Marx résume comme suit la réponse que donne Morgan :

«Le système de consanguinité correspondant à la gens dans sa forme primitive — et les Grecs l’avaient possédé jadis, tout comme d’autres mortels, — conservait la connaissance des degrés de parenté de tous les membres des gentes entre eux. Ce fait, d’une importance décisive pour eux, ils l’apprenaient par la pratique, dès l’enfance. Avec la famille monogamique, cela tomba dans l’oubli. Le nom gentilice créa un arbre généalogique auprès duquel celui de la famille conjugale parut insignifiant. C’est ce nom qui devait désormais attester que ceux qui le por­taient avaient une commune origine ; mais l’arbre généalogique de la gens remon­tait si haut que ses membres ne pouvaient plus prouver leur réelle parenté réci­proque, sauf dans un nombre restreint de cas, à propos d’ascendants com­muns de plus fraîche date. Le nom lui-même était une preuve de l’origine commu­ne, et une preuve définitive, excepté pour les cas d’adoption. Opposer à cela une négation effective de toute parenté entre les gentiles, comme le font Grote et Niebuhr, qui ont transformé la gens en une création purement imaginaire et fictive, c’est bien digne d’érudits « idéaux », c’est-à-dire qui ne sortent jamais de chez eux.

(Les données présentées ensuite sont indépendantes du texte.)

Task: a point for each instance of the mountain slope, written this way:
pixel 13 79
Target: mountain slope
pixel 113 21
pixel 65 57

Parce que l’enchaînement des lignées, surtout depuis l’avènement de la monogamie, recule dans le lointain, et que la réalité passée se reflète dans les chimères mythologiques, de braves philistins en conclurent et en concluent toujours que l’arbre généalogique imaginaire a créé des gentes réelles ! »

Tout comme chez les Américains, la phratrie était une gens-mère scindée en plusieurs gentes-filles qu’elle unissait, et que souvent encore elle faisait descendre toutes d’un ancêtre commun.